Cranes are everywhere on the skyline. Most of the major casinos are undergoing huge renovations. And "Project C" a gargantuan hotel/casino complex right downtown, is under construction. In addition, Reno is making a bid to become the bowling capital of the world, and is constructing the National Bowling Stadium, complete with a humongous bowling ball that, if let loose, would knock down much of downtown's bank buildings like so many pins.

In the midst of all this, it is the community banks, not the regionals, that have benefited the most. While the state's biggest banks - Bank of America, First Interstate Bank, and U.S. Bank - have each grown less than 4% in the last year, the small banks in Reno and Las Vegas are lagging if they haven't grown 10% or more.

And it's American Federal, a thrift, that has staked its claim to this market like no other. While still dwarfed by the big boys, American Federal has doubled in size in the last year through acquisition and internal growth. It now has key strongholds in both Reno and Las Vegas and, if another out-of-state holding company were to ever dream of establishing a stronghold to compete with First Interstate or BofA, American Federal would be the first door to knock on.

But the three men who run American Federal, Mr. Houston, chief financial officer John Kerr, and president David Downs, are sitting on a pile of capital and firmly believe they can build a far more valuable franchise by themselves than, say, Norwest or Keycorp can.

"The two questions we get are: when are you going to sell or when are you going to buy another bank," said Mr. Downs.

Three years ago, it was a little-noticed midsize mutual. Today, it is one of the hottest banking properties on the West Coast. Mr. Downs wants to catch his breath. With two acquisitions in one year, it's easy to imagine management feeling a bit unglued by the whole experience.

"I think we'll slow down a bit now," he said.

Mr. Downs, Mr. Kerr, Mr. and Houston present probably one of the most unprepossessing troikas of any financial institution with more than $1 billion in assets west of the Mississippi.

Mr. Houston, 67, who spent 25 years at First Interstate Nevada, eventually running its entire northern Nevada operation before he jumped ship to the then tiny American Federal in 1986, isn't above dealing with the minor headaches of running a thrift. One of the few pieces of paper on his desk is a list of repossessed assets, three of which are automobiles.

"That's too many cars this month," he says in his gravelly voice. "This one here we wish we didn't have to take back, but . . ."

Which leads to a discussion about nonperforming assets, prompting Mr. Kerr to pull a bunch of dog-eared notecards out of his shirt pocket. On each card is some vital piece of information, ranging from interest margin to the yield and maturity of the securities portfolio. This is how the ever-smiling 65-year-old veteran of financial accounting keeps his numbers.

And his stack of cards has been growing because the numbers have been growing.

American Federal switched from a mutual to stock form and went public in late 1992, raising $40.6 million through a new holding company called Amfed Financial Inc.
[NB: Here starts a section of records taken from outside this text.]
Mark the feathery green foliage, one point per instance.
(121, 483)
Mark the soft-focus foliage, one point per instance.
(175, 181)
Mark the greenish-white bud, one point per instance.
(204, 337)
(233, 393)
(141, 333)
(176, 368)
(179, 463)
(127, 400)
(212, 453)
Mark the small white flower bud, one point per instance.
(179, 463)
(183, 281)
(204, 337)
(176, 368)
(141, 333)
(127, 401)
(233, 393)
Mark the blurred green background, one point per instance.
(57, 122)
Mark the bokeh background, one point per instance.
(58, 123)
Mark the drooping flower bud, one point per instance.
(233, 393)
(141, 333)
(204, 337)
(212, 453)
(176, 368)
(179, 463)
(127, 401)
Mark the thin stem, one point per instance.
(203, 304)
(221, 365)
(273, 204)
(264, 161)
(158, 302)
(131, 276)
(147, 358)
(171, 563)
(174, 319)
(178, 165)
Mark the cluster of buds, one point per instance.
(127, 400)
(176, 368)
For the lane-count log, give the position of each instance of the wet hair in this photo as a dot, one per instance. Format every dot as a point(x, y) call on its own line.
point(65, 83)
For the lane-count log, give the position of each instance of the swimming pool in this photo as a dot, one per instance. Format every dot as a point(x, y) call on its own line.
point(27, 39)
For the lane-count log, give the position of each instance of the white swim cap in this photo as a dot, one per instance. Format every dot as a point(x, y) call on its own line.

That boosted the thrift's core capital ratio to a whopping 8.8%. Today, it stands at 9.04%.

Mr. Houston waited a year before putting that capital to work. In the first half of 1993, Amfed announced acquisition deals with Home Federal Savings Bank of Reno and First Western Financial Corp., a bank holding company in Las Vegas.

The deals added 22 branches to Amfed's existing 26, doubled its footings, and gave it the third-highest deposit market share in the state. It also made it the only locally owned financial institution in Reno.

Going out at $8 a share, Amfed's stock now hovers at $22 a share.

Pacific Crest's Mr. Bradshaw said Amfed could stay independent if it wanted. He said it needs to bring return on equity up from the current 9.82% and wring the expected efficiencies out of its two recent mergers.

"With the management team they have I have every confidence they can do it," Mr. Bradshaw said. "I don't think they will stay independent, though. They can survive alone, but I don't think they will. The attraction to the state will be too strong."